As a consequence, the job of selling plug-in cars may pass to junior salespeople, many of whom are just as keen to prove themselves with high-profit sales as their peers, but lack the experience and knowledge required to sell a plug-in car.

With the exception of a handful of Toyota dealers in California now selling the 2012 RAV4 EV electric crossover SUV, most Toyota dealers do not have a battery electric car to sell--and don't appear to have much interest in getting one.

They’d much rather sell a hybrid car, although for some, governmental pressure to sell high-mileage cars is unwelcome.

“The government is pushing CAFE regulations too hard and not allowing consumers to spend their own money,” one dealer in Arizona said in the survey. “Most customers will not spend an additional $6,500 to get a 20 percent increase in fuel [economy].”

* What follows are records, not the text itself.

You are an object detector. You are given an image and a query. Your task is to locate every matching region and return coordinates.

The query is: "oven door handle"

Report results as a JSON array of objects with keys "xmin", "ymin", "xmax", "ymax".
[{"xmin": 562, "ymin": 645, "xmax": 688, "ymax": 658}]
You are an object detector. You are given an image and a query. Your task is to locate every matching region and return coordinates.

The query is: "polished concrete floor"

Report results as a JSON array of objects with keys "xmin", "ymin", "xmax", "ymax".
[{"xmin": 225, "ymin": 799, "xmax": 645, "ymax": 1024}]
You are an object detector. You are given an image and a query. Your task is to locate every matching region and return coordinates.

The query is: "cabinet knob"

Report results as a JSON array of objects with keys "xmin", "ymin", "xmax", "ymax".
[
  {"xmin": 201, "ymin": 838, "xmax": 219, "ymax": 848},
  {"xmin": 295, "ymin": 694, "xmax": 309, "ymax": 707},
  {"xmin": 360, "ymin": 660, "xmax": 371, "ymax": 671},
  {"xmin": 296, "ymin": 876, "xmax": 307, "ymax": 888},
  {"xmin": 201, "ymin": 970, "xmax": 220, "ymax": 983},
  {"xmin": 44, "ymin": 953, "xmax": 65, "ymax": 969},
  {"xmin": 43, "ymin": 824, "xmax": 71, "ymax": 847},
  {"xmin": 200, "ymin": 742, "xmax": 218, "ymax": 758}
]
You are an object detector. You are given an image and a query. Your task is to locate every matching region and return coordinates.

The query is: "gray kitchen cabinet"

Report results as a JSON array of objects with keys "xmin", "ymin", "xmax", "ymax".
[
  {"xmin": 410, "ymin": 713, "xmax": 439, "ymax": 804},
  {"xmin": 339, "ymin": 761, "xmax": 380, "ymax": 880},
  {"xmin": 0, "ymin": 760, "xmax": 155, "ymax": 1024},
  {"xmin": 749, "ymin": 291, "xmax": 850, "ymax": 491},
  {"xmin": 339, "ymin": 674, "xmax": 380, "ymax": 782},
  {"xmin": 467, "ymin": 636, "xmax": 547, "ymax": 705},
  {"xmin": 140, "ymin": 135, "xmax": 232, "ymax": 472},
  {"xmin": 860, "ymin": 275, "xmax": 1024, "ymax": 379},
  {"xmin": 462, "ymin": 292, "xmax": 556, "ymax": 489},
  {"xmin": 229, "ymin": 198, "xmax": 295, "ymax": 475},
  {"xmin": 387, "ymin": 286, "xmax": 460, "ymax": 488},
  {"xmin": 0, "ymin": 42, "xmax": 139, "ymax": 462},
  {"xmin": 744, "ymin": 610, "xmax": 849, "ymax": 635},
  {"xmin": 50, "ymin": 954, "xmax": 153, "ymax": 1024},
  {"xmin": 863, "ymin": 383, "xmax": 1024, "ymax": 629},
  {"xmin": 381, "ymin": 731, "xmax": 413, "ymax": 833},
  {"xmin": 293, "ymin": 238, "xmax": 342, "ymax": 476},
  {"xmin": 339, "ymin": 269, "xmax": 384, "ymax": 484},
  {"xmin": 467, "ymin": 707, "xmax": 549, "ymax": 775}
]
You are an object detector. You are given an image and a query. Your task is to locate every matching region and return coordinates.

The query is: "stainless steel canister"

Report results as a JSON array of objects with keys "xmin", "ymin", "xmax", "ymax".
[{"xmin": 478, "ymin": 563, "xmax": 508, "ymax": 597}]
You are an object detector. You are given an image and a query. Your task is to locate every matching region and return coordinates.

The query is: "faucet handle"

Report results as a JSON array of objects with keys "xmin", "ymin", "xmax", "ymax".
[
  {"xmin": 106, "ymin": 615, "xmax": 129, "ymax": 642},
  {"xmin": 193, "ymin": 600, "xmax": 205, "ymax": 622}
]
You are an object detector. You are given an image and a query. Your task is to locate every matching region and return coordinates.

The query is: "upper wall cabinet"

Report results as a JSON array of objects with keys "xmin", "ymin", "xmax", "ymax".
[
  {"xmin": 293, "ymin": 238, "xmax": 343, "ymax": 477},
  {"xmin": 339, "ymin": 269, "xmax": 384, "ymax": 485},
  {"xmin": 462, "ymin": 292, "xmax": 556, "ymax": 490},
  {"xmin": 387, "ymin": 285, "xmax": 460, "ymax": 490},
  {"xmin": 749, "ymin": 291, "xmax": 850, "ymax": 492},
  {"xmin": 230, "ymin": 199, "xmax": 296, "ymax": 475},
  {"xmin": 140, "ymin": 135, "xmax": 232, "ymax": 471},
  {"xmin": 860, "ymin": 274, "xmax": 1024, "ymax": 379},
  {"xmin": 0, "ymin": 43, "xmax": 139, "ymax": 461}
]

This line of thought echoes the long-held position of the National Auto Dealers Association (NADA) trade group, which has been uniformly and consistentlyopposed to the higher 2017-2025 fuel-economy standards proposed by the EPA and NHTSA, and agreed to by most major automakers.

At dealerships where the attitudes toward electric and plug-in cars are positive, plug-in cars enjoy similarly positive sales figures. At dealerships where there’s an ambivalence toward plug-in vehicles, they can languish on the dealer lot for weeks. 

There’s clearly a lot of dealer prejudice against plug-in cars, but how should automakers, dealerships, and consumers solve it?